Falaises dans la mer, vue d’ensemble de Chongseokjeong (총석정 절경도)
- Kim Gyu-jin | 1920 | Couleurs sur soie
- 195,5 × 882,5 cm | Bien culturel enregistré par l’État
Cette peinture murale ornait le mur est de la salle Huijeongdang du palais de Changdeokgung, à Séoul, en Corée du Sud. Elle représente, dans un format panoramique, le pittoresque pavillon de Chongseokjeong et le spectaculaire paysage côtier qui l’entoure à Tongcheon, dans l’actuelle province de Gangwon-do. Chongseokjeong est considéré comme l’un des Huit paysages célèbres de Gwandong (관동팔경).
Contrairement à la plupart des représentations anciennes de Chongseokjeong, dans lesquelles le paysage est observé depuis la terre en direction de la mer, Kim Gyu-jin a choisi ici une perspective inhabituelle : le spectateur se trouve en mer et regarde vers la terre. Au premier plan s’étend une surface d’eau calme. À l’arrière-plan, les falaises rocheuses spectaculaires de Chongseok sont alignées côte à côte selon une disposition largement horizontale.
Cette composition correspond à la perspective d’une photographie de Chongseokjeong publiée en 1913 dans l’« Album photographique du mont Geumgangsan » (조선금강산사진첩). On peut donc supposer que Kim Gyu-jin (1868–1933) a peut-être utilisé cette photographie comme modèle ou référence.
Kim Gyu-jin était un artiste possédant une connaissance approfondie du massif du Geumgangsan ainsi qu’une expérience personnelle des lieux. En 1919, il publia dans un journal une série intitulée « Croquis du Geumgangsan ». Après avoir été chargé, en juin 1920, de réaliser les peintures murales de la salle Huijeongdang, il retourna dans la région afin d’observer et de dessiner directement le paysage sur place.
Afin d’obtenir notamment une vue aussi précise que possible de Chongseokjeong dans son ensemble, il alla même en mer à bord d’un bateau pour observer les formations rocheuses à plus grande distance. Des esquisses ainsi qu’une inscription rédigée de la main de l’artiste témoignent de ce processus de travail. Il est ainsi aujourd’hui possible de retracer relativement précisément l’histoire de la création de cette peinture.
Alors que la peinture de cour traditionnelle répète souvent des motifs symboliques et des formes picturales codifiées, la « Vue d’ensemble de Chongseokjeong » suit davantage la tradition de la peinture paysagère réaliste (실경산수화). Le paysage réel y est rendu avec autant de précision et de clarté que possible.

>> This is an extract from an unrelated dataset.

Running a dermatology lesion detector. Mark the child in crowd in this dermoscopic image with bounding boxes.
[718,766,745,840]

Dans sa technique picturale et les procédés de représentation employés, l’œuvre associe également des éléments traditionnels à des influences modernes. La montagne à l’arrière-plan, représentée dans le style de la peinture paysagère bleu-vert (청록산수화), les vagues rendues de manière schématique et les pointillés serrés sur les parois rocheuses témoignent du caractère décoratif de la peinture de cour traditionnelle.

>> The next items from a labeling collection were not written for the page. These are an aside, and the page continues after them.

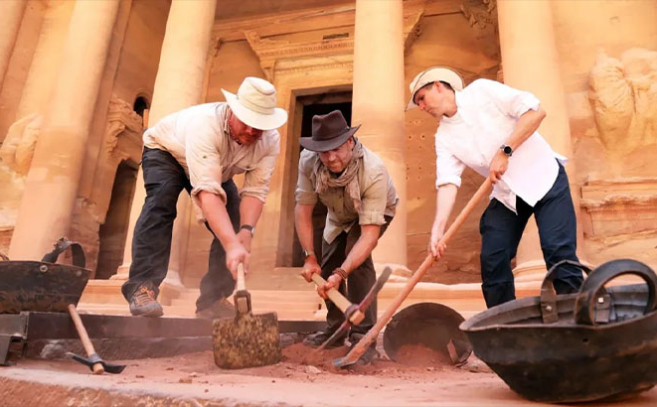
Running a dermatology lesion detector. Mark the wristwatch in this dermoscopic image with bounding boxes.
[500,144,513,157]
[303,249,317,260]
[240,225,255,236]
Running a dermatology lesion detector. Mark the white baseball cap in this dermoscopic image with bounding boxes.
[221,76,287,130]
[406,66,463,110]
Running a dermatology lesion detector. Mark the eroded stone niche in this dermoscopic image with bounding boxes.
[552,0,657,274]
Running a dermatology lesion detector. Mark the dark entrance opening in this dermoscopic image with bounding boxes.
[96,161,137,280]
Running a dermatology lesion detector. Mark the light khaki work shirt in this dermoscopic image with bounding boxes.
[144,102,280,222]
[295,146,399,243]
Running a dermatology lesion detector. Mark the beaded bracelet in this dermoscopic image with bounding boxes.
[333,267,349,281]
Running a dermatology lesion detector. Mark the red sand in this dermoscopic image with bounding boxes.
[0,344,657,407]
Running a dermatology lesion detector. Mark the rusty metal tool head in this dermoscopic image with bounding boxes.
[68,304,125,374]
[212,264,281,369]
[67,352,125,374]
[317,267,392,351]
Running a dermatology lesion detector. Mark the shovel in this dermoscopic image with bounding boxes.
[333,178,491,367]
[212,263,281,369]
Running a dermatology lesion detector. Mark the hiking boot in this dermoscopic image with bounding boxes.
[303,330,345,349]
[130,285,164,318]
[196,298,236,320]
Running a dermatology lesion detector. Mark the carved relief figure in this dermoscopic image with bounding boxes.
[589,48,657,160]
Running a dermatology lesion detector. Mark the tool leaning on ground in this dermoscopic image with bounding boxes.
[333,178,492,367]
[212,263,281,369]
[68,304,125,374]
[312,267,392,351]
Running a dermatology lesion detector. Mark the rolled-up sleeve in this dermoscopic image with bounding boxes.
[185,125,226,215]
[471,79,541,118]
[294,150,317,205]
[358,165,390,225]
[240,132,281,202]
[436,134,465,189]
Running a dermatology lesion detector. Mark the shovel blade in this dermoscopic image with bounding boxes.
[212,312,281,369]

Parallèlement, des teintes gris-brun et gris-bleu, des lignes extrêmement fines et des contrastes marqués entre les zones claires et sombres sont employés pour les rochers de Chongseok, ainsi que pour les nuages et les vagues. Les formes représentées acquièrent ainsi une plus grande tridimensionnalité et une impression plus réaliste. Ces caractéristiques témoignent de l’influence des techniques picturales occidentales, progressivement intégrées à l’art coréen moderne.
Les falaises rocheuses spectaculaires de Chongseok s’alignent sur la surface de l’image comme un immense rideau de pierre et dominent toute la composition. Le tracé précis des lignes et les contrastes entre les différentes teintes rendent très clairement la structure, la surface et la texture de chaque rocher.
Dans la partie supérieure gauche de l’image figure le titre « 총석정 절경도 » (« Le paysage grandiose de Chongseokjeong ») **. À côté apparaissent la signature écrite à l’encre « 김규진근사 » (« Peint soigneusement par Kim Gyu-jin ») ainsi que son sceau.
Cette signature manuscrite et cette marque personnelle de l’œuvre reflètent une évolution importante de la peinture coréenne moderne : alors que, dans l’art de cour traditionnel, l’artiste individuel était souvent relégué au second plan, la présence et l’identité personnelles de l’artiste ont pris une importance croissante dans la peinture moderne.